The ultimate payload bears a striking resemblance to Microsoft’s reputable Workplace login webpage, discovered by the same researcher in May 2024.
Stealthier assault utilizing CloudFlare Turnstile
CloudFlare’s Turnstile offers a free solution to replace traditional captchas, which have been exploited in reported attacks and are vulnerable to abuse. The Turnstile solution empowers website administrators to seamlessly integrate its verification code into their content, allowing users to effortlessly authenticate via a clickable code rather than navigating a traditional CAPTCHA.
By leveraging this no-cost tool, attackers find it intriguing that users are initially prompted to activate Cloudflare’s Turnstile before being redirected to the phishing webpage, necessitating an explicit click. This provides a layer of safety against detection for the attacker, as the ultimate phishing payload remains hidden from online URL scanners.
Attacker-in-the-middle phishing method
Phishing tactics typically obtain user credentials before presenting a misleading error message or redirecting the individual to what appears to be their authentic login page? This strategy’s unintended consequence is that customers may mistakenly believe their login information was incorrect, potentially remaining oblivious to the fraudulent activity.
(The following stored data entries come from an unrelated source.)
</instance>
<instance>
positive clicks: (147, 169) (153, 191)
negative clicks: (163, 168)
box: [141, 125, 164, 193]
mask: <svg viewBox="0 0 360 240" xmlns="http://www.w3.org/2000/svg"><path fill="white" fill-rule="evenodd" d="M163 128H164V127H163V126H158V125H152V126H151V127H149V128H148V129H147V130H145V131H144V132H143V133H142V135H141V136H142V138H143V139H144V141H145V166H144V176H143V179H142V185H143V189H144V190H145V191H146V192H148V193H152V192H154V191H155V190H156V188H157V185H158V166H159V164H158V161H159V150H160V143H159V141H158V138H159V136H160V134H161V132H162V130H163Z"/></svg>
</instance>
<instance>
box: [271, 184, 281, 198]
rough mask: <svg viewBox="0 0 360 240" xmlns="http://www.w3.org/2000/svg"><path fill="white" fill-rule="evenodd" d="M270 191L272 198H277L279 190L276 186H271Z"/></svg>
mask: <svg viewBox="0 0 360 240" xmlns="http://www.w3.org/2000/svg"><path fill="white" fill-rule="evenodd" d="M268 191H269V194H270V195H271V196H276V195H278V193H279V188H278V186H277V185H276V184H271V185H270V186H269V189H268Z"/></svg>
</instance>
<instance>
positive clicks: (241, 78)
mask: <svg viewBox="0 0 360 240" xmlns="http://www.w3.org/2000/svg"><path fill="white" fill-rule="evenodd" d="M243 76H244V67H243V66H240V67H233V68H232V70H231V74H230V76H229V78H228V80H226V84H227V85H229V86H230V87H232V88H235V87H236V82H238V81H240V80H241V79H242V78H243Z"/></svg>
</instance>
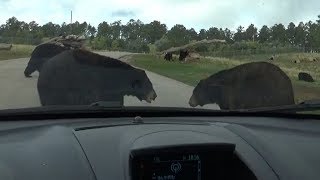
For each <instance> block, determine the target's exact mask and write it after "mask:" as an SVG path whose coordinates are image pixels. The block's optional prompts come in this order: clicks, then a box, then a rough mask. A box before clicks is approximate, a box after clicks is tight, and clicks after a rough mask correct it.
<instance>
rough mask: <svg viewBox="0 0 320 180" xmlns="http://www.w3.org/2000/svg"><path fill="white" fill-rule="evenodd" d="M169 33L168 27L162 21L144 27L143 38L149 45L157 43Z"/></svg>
mask: <svg viewBox="0 0 320 180" xmlns="http://www.w3.org/2000/svg"><path fill="white" fill-rule="evenodd" d="M166 33H167V26H166V25H165V24H161V23H160V21H153V22H151V23H149V24H146V25H144V26H143V36H144V37H145V38H146V41H147V42H148V43H155V42H156V41H157V40H159V39H161V37H162V36H163V35H165V34H166Z"/></svg>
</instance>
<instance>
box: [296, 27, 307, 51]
mask: <svg viewBox="0 0 320 180" xmlns="http://www.w3.org/2000/svg"><path fill="white" fill-rule="evenodd" d="M305 41H306V31H305V26H304V24H303V22H300V23H299V25H298V26H297V27H296V28H295V39H294V43H295V44H296V45H298V46H301V47H302V46H304V45H305Z"/></svg>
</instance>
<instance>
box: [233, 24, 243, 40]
mask: <svg viewBox="0 0 320 180" xmlns="http://www.w3.org/2000/svg"><path fill="white" fill-rule="evenodd" d="M243 29H244V27H242V26H239V27H238V28H237V32H236V33H235V34H234V41H242V40H244V39H245V35H244V32H243Z"/></svg>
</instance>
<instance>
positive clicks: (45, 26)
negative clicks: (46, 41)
mask: <svg viewBox="0 0 320 180" xmlns="http://www.w3.org/2000/svg"><path fill="white" fill-rule="evenodd" d="M41 31H42V33H43V36H44V37H55V36H57V35H59V32H60V25H59V24H53V23H52V22H48V23H47V24H44V25H43V26H42V27H41Z"/></svg>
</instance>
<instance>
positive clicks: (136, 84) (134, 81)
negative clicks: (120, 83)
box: [131, 80, 142, 89]
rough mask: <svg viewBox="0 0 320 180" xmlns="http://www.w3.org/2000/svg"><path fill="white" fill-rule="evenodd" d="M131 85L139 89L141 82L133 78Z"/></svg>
mask: <svg viewBox="0 0 320 180" xmlns="http://www.w3.org/2000/svg"><path fill="white" fill-rule="evenodd" d="M131 87H132V88H133V89H139V88H141V87H142V83H141V81H140V80H135V81H133V82H132V84H131Z"/></svg>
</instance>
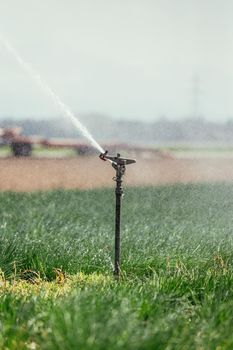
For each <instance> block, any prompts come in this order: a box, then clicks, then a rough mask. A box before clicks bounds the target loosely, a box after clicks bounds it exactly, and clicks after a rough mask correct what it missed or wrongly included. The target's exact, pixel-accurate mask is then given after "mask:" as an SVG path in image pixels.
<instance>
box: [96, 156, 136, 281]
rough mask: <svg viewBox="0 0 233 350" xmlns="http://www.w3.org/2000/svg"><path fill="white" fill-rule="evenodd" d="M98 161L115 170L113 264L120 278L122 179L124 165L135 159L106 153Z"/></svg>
mask: <svg viewBox="0 0 233 350" xmlns="http://www.w3.org/2000/svg"><path fill="white" fill-rule="evenodd" d="M99 157H100V159H102V160H104V161H107V160H108V161H110V162H111V164H112V167H113V168H114V169H115V170H116V176H115V177H114V178H113V180H114V181H116V190H115V194H116V214H115V215H116V216H115V262H114V275H115V276H116V277H117V278H118V277H119V276H120V271H121V269H120V261H121V259H120V258H121V257H120V255H121V202H122V196H123V188H122V181H123V180H122V177H123V175H124V174H125V171H126V165H129V164H133V163H136V160H135V159H128V158H122V157H121V156H120V154H119V153H117V156H109V155H108V151H106V152H105V153H101V154H100V156H99Z"/></svg>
The attacker-in-the-middle phishing technique exhibits exceptional subtlety. Consumer credentials are swiftly utilized to authenticate and seamlessly log in to the relevant service. This methodology, also known as transparent phishing, enables users to be swiftly authenticated following the unauthorized credential capture, thereby diminishing the attack’s detectability.
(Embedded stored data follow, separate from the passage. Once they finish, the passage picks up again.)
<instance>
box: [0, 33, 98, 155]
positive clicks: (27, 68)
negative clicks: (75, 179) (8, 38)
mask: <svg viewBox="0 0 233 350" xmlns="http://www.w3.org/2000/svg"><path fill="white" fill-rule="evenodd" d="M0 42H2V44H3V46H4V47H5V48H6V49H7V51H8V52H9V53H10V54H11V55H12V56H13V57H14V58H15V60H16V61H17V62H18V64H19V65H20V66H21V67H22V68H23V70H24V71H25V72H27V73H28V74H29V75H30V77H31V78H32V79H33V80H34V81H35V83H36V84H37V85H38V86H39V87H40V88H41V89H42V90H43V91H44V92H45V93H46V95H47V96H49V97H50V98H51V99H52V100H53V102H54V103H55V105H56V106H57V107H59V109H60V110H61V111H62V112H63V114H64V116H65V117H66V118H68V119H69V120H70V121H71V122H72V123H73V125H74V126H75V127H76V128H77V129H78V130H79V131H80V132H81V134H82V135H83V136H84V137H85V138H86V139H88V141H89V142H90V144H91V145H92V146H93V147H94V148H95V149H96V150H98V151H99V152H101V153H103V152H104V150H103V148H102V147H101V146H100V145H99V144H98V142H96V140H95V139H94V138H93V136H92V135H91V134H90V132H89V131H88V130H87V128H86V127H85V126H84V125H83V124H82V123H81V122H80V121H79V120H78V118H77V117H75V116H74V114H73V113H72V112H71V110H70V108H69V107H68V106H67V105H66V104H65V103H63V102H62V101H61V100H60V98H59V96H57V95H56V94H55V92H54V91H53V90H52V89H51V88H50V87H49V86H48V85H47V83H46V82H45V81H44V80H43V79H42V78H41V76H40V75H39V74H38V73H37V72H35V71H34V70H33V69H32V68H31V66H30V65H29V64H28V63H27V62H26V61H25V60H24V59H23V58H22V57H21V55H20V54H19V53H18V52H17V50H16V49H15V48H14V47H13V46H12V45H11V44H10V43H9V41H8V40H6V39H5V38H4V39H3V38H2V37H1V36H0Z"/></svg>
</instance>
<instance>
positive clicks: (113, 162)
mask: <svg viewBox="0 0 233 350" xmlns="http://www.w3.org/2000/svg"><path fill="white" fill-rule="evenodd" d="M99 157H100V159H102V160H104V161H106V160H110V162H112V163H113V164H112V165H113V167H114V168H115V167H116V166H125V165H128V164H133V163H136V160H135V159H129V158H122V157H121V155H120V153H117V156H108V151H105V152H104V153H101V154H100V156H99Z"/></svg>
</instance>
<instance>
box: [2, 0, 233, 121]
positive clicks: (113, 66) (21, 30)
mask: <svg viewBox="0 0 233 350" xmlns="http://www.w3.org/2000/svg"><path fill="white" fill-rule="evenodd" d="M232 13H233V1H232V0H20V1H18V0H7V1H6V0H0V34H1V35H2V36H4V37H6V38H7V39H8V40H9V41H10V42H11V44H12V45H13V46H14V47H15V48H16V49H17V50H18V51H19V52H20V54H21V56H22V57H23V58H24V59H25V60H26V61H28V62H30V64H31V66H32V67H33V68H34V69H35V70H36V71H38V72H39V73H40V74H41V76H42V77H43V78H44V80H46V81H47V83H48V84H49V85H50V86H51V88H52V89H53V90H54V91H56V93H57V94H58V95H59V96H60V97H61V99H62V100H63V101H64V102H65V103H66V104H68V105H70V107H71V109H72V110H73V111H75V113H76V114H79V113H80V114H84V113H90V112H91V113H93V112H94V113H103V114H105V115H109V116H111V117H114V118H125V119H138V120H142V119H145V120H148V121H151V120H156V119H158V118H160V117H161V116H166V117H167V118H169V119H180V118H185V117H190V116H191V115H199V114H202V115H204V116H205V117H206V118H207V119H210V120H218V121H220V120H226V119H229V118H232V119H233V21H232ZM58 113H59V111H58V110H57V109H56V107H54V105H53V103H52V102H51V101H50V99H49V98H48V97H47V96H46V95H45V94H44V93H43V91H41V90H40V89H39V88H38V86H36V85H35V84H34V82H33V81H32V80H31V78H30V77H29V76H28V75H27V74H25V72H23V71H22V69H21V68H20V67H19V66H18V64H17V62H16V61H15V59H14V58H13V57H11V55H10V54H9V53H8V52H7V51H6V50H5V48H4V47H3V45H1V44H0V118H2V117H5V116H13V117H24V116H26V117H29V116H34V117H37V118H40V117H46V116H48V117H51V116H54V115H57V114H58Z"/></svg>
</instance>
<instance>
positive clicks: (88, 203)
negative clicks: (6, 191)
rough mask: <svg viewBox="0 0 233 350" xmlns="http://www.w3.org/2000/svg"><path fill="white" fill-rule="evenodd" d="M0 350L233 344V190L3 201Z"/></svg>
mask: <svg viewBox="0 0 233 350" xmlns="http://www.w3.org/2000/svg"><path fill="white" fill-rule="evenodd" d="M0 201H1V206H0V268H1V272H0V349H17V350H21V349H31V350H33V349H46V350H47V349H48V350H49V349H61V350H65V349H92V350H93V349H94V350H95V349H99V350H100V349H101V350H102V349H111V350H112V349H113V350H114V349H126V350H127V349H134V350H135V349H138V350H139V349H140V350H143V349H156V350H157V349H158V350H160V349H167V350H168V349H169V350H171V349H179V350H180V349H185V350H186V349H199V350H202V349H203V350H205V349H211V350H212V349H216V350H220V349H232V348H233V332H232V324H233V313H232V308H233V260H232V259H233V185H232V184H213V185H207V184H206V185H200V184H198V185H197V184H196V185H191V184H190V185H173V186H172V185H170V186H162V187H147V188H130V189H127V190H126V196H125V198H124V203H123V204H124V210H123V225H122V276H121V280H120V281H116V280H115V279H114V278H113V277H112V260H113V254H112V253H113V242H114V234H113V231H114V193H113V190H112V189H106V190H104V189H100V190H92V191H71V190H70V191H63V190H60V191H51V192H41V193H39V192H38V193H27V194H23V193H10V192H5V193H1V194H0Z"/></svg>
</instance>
Malicious QR code detection difficulties
“No one can learn a QR code solely through their own visual inspection,” Damonneville said. “You can simply scan documents using your smartphone.” While some hyperlinks might be excessively long to test thoroughly, do people actually verify them?
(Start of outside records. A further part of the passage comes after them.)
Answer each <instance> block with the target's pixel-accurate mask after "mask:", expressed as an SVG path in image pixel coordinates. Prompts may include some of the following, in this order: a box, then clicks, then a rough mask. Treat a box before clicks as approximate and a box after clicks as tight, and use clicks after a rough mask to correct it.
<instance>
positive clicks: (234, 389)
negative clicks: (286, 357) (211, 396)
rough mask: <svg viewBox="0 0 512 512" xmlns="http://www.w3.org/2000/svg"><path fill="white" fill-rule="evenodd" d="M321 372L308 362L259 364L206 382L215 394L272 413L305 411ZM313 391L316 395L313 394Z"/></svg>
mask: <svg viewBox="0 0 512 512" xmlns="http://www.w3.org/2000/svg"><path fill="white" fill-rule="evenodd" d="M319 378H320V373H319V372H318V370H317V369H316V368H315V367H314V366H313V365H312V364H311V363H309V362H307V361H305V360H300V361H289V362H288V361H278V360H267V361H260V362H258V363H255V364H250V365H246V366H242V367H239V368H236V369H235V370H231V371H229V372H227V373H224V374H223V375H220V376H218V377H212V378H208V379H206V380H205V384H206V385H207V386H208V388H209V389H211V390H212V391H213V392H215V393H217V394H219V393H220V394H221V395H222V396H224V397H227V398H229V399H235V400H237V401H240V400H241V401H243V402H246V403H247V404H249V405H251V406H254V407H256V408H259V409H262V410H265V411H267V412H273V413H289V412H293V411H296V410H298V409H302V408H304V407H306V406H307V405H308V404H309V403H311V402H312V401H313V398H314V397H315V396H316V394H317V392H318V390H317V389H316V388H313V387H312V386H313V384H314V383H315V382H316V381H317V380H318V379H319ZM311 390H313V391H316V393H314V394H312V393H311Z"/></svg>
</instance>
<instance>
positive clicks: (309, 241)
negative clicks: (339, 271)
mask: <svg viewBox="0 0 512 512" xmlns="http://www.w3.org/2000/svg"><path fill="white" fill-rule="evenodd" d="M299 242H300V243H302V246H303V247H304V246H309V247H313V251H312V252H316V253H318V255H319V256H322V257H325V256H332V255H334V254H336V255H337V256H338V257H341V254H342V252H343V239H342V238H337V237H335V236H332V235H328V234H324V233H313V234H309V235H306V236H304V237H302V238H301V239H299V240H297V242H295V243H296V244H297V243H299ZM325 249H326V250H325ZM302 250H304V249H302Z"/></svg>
Textual content-based detections are often ineffective against QR codes, as they are image-based entities. Currently, there is no universally accepted standard for validating the legitimacy of a QR code. The lack of standardised safety mechanisms for digital signatures on QR codes poses a significant challenge in verifying the authenticity and integrity of the transmitted data.
To mitigate the risk of QR code phishing, consider implementing the following measures: implement authentication mechanisms such as SSL/TLS for secure data transmission; ensure that your users understand how to verify the authenticity of a QR code by checking the URL it directs to, and educate them on how to report any suspicious activity.
Some QR code readers offer a pre-scan preview of the URL, allowing customers to view the destination address before actually scanning the code. Any hint of suspicious activity surrounding a URL should prompt consumers to exercise caution and refrain from using the associated QR code. Moreover:
- QR codes triggering actions linked to login or data exposure should raise significant alarm bells and necessitate meticulous scrutiny.
- Implementing additional safety options could potentially enhance security by detecting and blocking suspicious phishing URLs. URLs should always be scanned by such an instrument.
- Shouldn’t transactions be facilitated through secure means, rather than relying on a QR code, unless you’re certain of the recipient’s credibility?
Microsoft Sway isn’t a singularly respectable product that’s often targeted by cybercriminals to host phishing pages.
“We’re frequently seeing reputable websites or platforms exploited to host malicious activities like quishing or phishing, including Github, Gitbooks, and Google Docs, among others, every day,” the expert said. “To omit mentioning the numerous URL shortening services and free web hosting platforms widely utilized for simplifying URLs.”
The importance of distinguishing between trustworthy and deceitful URLs is reiterated, emphasizing the need for heightened customer awareness and employee education.